Préservation du cadre de vie

Territoires exclus

L’adoption par la Wallonie d’objectifs ambitieux en termes de développement éolien va de pair avec une réflexion sur la préservation et la protection de la qualité de vie des citoyens.

Afin de limiter les impacts acoustiques et visuels, les éoliennes ne peuvent être implantées dans certains périmètres directement liés au confort de vie, notamment dans les zones d’habitat, les zones de loisirs, ou les zones naturelles.
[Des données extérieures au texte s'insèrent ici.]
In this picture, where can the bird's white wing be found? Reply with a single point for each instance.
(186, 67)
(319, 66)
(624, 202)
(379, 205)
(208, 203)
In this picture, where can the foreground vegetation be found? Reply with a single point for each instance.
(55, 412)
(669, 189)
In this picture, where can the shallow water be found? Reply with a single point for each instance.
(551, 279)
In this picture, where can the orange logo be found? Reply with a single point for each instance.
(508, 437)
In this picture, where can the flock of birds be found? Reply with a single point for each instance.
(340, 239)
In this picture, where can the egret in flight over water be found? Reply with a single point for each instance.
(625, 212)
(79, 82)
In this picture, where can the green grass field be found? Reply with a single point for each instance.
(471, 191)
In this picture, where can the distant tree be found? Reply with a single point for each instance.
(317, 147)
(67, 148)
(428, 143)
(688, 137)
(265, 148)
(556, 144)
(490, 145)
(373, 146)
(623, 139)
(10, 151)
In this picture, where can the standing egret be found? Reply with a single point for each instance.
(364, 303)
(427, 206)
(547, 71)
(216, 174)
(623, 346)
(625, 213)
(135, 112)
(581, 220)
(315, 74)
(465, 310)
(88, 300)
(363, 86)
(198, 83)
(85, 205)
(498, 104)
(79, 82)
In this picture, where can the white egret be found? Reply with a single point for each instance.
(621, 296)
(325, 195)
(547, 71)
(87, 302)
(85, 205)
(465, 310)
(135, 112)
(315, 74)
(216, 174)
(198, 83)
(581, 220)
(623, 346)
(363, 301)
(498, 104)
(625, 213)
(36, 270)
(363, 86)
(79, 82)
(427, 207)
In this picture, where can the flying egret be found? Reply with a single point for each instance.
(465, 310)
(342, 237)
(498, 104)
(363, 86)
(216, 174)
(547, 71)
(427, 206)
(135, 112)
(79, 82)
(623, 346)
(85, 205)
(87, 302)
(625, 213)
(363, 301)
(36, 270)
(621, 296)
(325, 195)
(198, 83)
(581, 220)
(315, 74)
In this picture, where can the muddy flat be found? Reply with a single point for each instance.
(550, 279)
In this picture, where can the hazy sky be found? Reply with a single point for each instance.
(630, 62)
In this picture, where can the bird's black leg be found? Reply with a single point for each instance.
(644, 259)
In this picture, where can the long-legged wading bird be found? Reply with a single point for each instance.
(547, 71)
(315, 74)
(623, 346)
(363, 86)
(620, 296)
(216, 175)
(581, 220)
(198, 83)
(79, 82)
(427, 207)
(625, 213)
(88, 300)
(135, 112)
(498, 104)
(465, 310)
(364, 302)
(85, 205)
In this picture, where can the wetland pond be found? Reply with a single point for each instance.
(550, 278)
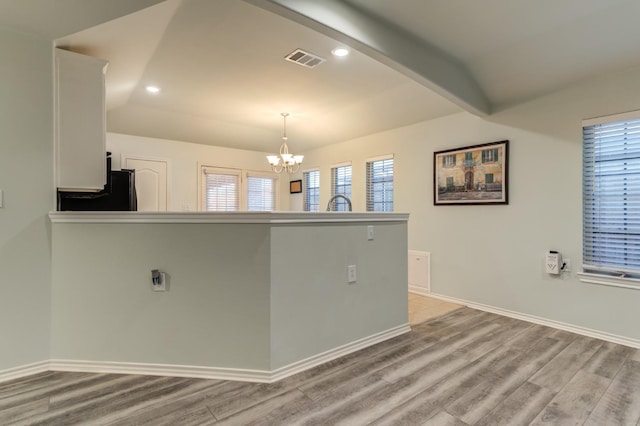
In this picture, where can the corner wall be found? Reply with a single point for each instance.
(26, 178)
(183, 159)
(493, 255)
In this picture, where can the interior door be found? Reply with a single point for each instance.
(151, 182)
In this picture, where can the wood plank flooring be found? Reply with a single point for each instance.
(465, 367)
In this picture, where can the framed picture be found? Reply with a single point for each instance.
(477, 174)
(295, 186)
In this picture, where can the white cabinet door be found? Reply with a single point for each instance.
(80, 122)
(151, 183)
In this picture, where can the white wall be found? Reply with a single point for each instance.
(313, 309)
(215, 314)
(183, 159)
(242, 296)
(493, 255)
(26, 178)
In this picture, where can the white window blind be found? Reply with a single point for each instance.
(380, 185)
(222, 190)
(311, 190)
(341, 184)
(261, 193)
(611, 198)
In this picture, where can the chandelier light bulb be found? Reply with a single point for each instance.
(285, 161)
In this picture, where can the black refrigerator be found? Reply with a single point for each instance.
(119, 195)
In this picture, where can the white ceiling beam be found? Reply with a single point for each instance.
(391, 46)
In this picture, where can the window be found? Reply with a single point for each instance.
(261, 192)
(611, 199)
(311, 190)
(450, 183)
(488, 178)
(490, 155)
(222, 190)
(341, 184)
(449, 160)
(380, 185)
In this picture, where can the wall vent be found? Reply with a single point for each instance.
(305, 59)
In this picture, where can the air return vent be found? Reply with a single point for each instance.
(305, 59)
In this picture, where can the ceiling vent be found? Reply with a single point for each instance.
(305, 59)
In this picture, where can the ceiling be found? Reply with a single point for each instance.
(224, 80)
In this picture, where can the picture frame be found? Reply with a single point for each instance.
(295, 186)
(476, 174)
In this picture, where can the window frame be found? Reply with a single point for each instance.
(244, 194)
(341, 204)
(370, 204)
(306, 188)
(243, 175)
(592, 273)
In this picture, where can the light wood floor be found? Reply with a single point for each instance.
(422, 308)
(465, 367)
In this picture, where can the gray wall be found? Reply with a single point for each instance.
(248, 296)
(216, 312)
(493, 255)
(26, 177)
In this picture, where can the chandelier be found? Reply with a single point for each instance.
(285, 161)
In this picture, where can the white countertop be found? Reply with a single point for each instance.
(226, 217)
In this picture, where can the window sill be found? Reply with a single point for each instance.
(608, 280)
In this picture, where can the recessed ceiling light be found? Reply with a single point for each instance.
(340, 51)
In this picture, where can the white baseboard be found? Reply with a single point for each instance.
(596, 334)
(259, 376)
(22, 371)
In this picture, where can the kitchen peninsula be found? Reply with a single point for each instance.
(251, 296)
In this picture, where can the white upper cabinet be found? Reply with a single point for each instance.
(80, 122)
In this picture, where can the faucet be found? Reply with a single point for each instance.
(332, 199)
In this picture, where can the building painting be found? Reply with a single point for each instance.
(474, 174)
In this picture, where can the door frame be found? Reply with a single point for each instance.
(125, 157)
Les zones forestières sont également exclues, à l’exception des forêts de résineux pauvres en biodiversité, et à la condition que les éoliennes soient implantées en continuité d’un parc existant ou d’un projet de parc situé en dehors de la zone forestière.

 

Confort acoustique

Afin de respecter la santé de chacun et de limiter au maximum leur impact acoustique, les éoliennes doivent être implantées moyennant une certaine distance par rapport à l’habitat et aux activités humaines.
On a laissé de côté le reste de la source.